Le recenti imprese dei giovani membri della spedizione sembrano confermare la preparazione per questa sfida imminente. A fine aprile, Grasso, Ducoli e Mauri hanno completato un concatenamento sul Monte Bianco, unendo la "Divine Providence" e il "Pilone Centrale del Frêney" in soli tre giorni. Questa impresa, che ha richiesto notevole resistenza e abilità tecnica, potrebbe essere interpretata come un vero e proprio allenamento in vista dell'impegno ben più gravoso che li attende in Karakorum.

Nonostante l'entusiasmo, Della Bordella ha mantenuto il riserbo sul nome esatto della montagna che intendono affrontare. L'alpinista si è limitato a specificare che l'obiettivo è "aprire una nuova via su una montagna che sfiora i 7000 metri". Questa scelta di discrezione è coerente con la filosofia di Della Bordella, che predilige un approccio all'alpinismo "by fair means", ovvero con mezzi leali e sostenibili, e che vede nell'esplorazione e nella scoperta di nuove vie l'apice dell'esperienza alpina.
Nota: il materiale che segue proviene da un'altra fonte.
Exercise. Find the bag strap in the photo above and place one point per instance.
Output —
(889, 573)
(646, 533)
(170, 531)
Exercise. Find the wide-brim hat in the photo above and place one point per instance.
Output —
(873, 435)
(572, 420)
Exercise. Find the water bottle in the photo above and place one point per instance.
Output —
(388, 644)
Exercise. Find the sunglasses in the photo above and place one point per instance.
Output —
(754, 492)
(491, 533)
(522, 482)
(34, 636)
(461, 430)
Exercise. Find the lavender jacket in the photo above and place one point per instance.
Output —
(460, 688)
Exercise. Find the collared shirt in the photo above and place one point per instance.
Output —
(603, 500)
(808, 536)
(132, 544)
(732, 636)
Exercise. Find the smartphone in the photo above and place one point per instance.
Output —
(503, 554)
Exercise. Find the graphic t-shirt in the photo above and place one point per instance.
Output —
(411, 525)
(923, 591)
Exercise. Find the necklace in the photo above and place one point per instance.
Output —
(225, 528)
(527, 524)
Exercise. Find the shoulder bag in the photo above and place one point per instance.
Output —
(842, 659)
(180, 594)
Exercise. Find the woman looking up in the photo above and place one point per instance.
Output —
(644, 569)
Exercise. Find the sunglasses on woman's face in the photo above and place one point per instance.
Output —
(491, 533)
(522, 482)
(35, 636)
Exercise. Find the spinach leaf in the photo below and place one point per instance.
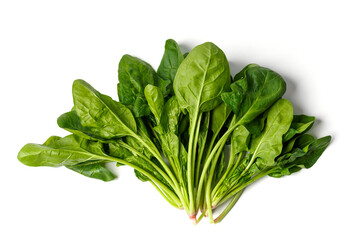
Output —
(201, 78)
(134, 75)
(95, 170)
(266, 147)
(170, 61)
(301, 158)
(55, 152)
(155, 99)
(300, 124)
(105, 117)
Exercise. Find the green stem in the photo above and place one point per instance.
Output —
(167, 198)
(163, 174)
(167, 190)
(163, 164)
(190, 171)
(209, 181)
(228, 172)
(212, 154)
(228, 207)
(224, 198)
Della Bordella ha sottolineato l'importanza di affrontare le montagne con uno stile coerente e rispettoso. "Aprire nuove vie è per me il culmine dell'alpinismo", ha dichiarato nel podcast. "Riuscire a superare una parete che combina difficoltà tecniche e alta quota, mantenendo uno stile alpino puro, sarebbe la realizzazione di un grande sogno. Una spedizione di questo calibro è un obiettivo che coltivo da molto tempo". Questa spedizione non è solo un tentativo di conquistare una vetta, ma anche un'affermazione del valore dello stile nell'alpinismo moderno, un principio che Della Bordella e il suo team intendono portare avanti in Karakorum.
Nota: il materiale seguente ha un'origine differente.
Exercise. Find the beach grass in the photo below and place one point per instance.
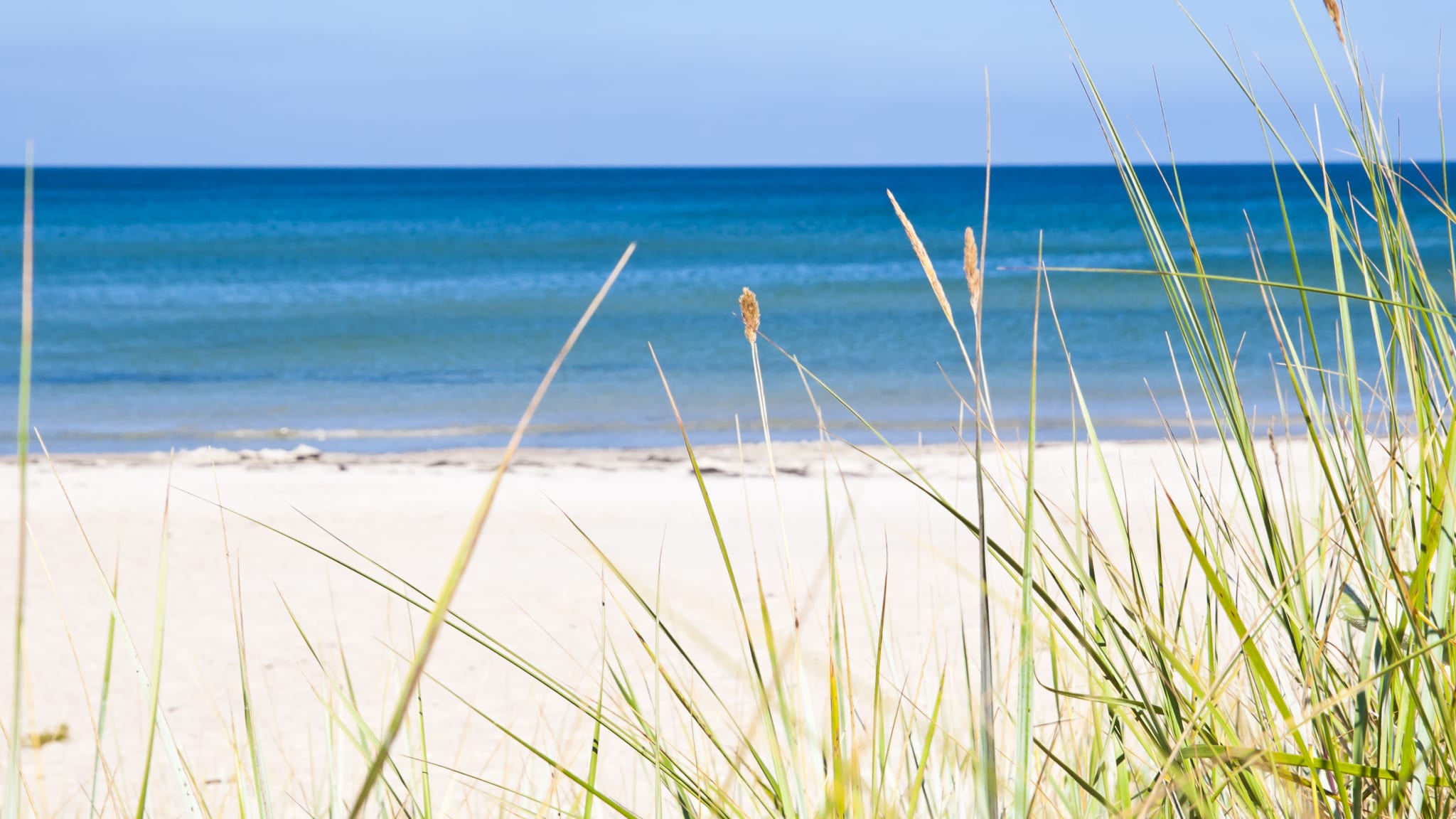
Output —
(1280, 645)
La spedizione rappresenta un ponte tra l'esperienza consolidata di Della Bordella e Grasso e il promettente futuro dell'alpinismo incarnato da Mauri e Ducoli. Questi ultimi, nonostante la giovane età, hanno già dimostrato le loro capacità su itinerari tecnici e in spedizioni internazionali, testimoniando la vitalità del Gruppo Ragni di Lecco, di cui Della Bordella è stato presidente e che quest'anno festeggia gli 80 anni dalla fondazione. La loro unione sotto la stessa cordata riflette la continuità e l'evoluzione di una tradizione alpinistica ricca di storia e successi.

Nel corso del podcast, l'alpinista ha approfondito la sua visione sull'etica e lo stile nell'alpinismo contemporaneo. Ha espresso l'importanza di mantenere una rotta fissa sui propri ideali e sul modo di affrontare le sfide della montagna. "Più che la ricerca di una nuova linea, a volte la vera difficoltà risiede nel mantenere salda la propria filosofia e i propri valori", ha spiegato. Questo approccio metodico e consapevole sarà la base del prossimo progetto in Karakorum. Non resta che attendere, con una certa dose di curiosità, la rivelazione dell'obiettivo finale di questa affascinante spedizione, che promette di scrivere un nuovo capitolo nella storia dell'alpinismo.